Anaerobic Biotransformation of Chlorinated Aliphatic Hydrocarbons: Ugly Duckling to Beautiful Swan

Abstract

For many years anaerobic biological processes were reputed to be more sensitive than aerobic processes to toxic substances such as chlorinated aliphatic hydrocarbons (CAH) and thus a poor choice for treating water containing these compounds. This was especially true for water containing perchloroethylene (PCE) or trichloroethylene (TCE) because vinyl chloride, a human carcinogen, is produced when these two compounds are degraded anaerobically. Aerobic treatment with organisms containing oxygenase enzyme systems, which could fortuitously degrade a wide variety of chlorinated aliphatics (but not PCE), was favored.
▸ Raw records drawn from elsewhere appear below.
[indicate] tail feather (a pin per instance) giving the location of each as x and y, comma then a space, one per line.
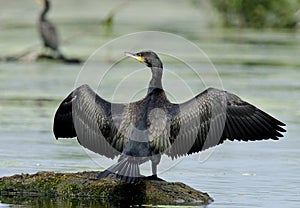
126, 169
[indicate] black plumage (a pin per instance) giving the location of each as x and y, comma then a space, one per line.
47, 30
146, 129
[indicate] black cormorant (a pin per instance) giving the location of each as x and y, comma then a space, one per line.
146, 129
47, 30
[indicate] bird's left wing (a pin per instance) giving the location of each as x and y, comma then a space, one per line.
94, 121
214, 116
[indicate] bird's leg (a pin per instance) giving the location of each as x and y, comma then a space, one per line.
154, 162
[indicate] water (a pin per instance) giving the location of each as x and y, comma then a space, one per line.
257, 174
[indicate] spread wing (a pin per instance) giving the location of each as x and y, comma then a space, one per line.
93, 120
49, 34
214, 116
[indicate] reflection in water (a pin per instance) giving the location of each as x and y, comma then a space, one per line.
39, 202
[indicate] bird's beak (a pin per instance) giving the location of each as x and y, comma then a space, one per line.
132, 55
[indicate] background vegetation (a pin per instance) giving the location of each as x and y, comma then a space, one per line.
259, 13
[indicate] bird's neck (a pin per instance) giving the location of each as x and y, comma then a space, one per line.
155, 81
45, 10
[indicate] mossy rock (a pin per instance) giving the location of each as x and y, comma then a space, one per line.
110, 190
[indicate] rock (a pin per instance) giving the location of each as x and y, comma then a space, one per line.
112, 190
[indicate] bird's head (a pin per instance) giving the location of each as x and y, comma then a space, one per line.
149, 58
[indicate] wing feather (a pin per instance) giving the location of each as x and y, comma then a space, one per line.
214, 116
93, 120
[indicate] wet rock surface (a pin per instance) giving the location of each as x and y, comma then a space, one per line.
83, 185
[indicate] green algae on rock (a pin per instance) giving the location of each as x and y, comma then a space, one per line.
84, 186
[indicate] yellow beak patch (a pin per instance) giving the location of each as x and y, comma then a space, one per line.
139, 58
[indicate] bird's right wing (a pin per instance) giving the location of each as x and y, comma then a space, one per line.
93, 120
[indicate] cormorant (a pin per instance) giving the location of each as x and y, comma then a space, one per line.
146, 129
47, 30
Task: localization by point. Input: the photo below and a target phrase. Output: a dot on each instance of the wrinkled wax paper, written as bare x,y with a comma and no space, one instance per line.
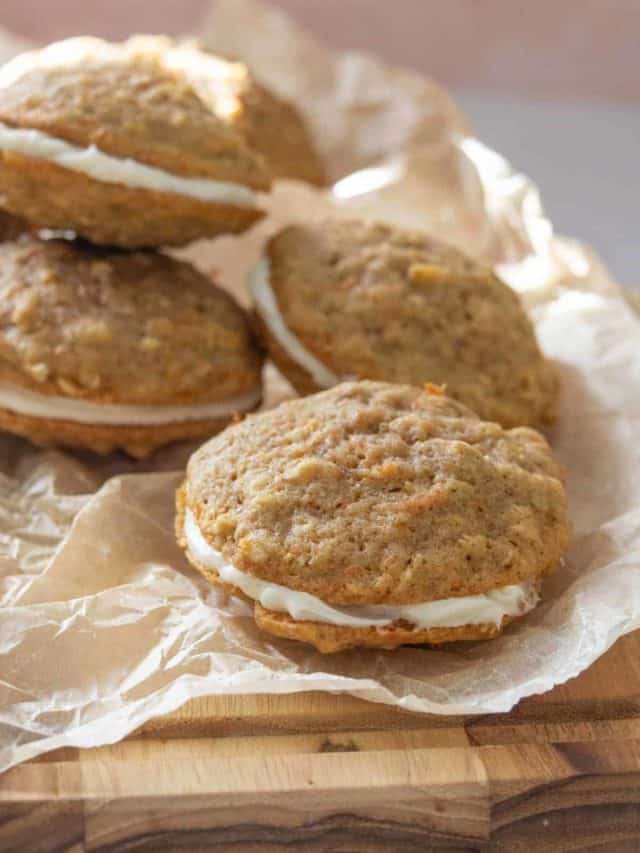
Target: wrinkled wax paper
104,626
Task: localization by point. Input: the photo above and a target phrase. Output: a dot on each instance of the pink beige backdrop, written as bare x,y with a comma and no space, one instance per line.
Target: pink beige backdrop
546,47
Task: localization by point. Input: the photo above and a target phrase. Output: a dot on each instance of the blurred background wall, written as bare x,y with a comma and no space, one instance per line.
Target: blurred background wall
554,85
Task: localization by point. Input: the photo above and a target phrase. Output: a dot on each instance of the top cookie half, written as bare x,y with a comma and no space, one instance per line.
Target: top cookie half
115,143
344,299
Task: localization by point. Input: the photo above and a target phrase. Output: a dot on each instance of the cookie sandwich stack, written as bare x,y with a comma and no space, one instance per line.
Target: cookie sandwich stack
413,505
105,341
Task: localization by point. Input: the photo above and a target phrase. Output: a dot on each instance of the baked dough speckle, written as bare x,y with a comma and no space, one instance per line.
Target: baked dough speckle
125,101
372,493
373,301
123,328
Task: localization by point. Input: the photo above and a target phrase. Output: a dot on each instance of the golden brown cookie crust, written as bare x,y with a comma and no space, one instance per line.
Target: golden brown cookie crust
376,302
375,493
119,327
137,441
49,196
274,128
129,106
335,638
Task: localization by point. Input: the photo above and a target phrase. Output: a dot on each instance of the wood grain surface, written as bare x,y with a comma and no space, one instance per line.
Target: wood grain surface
333,773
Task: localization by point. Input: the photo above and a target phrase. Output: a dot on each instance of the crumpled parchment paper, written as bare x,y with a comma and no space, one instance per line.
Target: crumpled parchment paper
102,623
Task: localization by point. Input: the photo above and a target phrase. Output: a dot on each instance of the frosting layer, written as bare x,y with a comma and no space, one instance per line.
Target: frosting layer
25,402
96,164
487,608
267,306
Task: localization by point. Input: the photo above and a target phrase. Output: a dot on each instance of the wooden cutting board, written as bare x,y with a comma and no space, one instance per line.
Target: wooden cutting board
331,773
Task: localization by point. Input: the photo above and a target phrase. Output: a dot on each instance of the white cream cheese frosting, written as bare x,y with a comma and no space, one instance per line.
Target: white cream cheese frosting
25,402
487,608
94,163
267,307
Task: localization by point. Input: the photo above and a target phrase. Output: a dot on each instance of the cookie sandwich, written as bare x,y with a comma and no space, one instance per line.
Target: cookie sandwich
113,142
349,299
375,515
106,350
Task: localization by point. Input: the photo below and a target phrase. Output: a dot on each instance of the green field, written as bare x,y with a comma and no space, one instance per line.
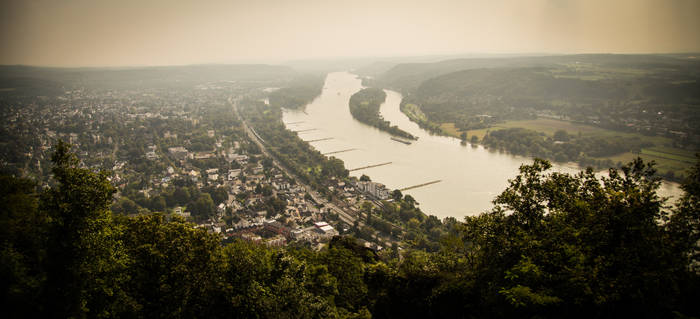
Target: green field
667,157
Recently, however, several enrichments and organisms have been isolated that will convert PCE and TCE into ethene and ethane, as shown by field data. Because of this evidence, anaerobic processes are now considered a significant alternative treatment for CAH contamination. Recent work at the University of Iowa, Iowa City, has focused on the effect of mixtures of CAHs on biotransformation of individual organic compounds and the potential for a combined methanogen‐iron (Fe(0)) system to improve CAH bioremediation. At the concentration ranges tested, the presence of a mixture of CAHs seems to decrease rate of transformation of individual organics. However, there are important exceptions; in some cases a mixture of CAHs seems to facilitate transformation of an individual organic compound. Combination of an active methanogenic population with Fe(0) increases the rate and extent of transformation of carbon tetrachloride and chloroform. Results with PCE and 1, 1, 1‐trichloroethane are less clear.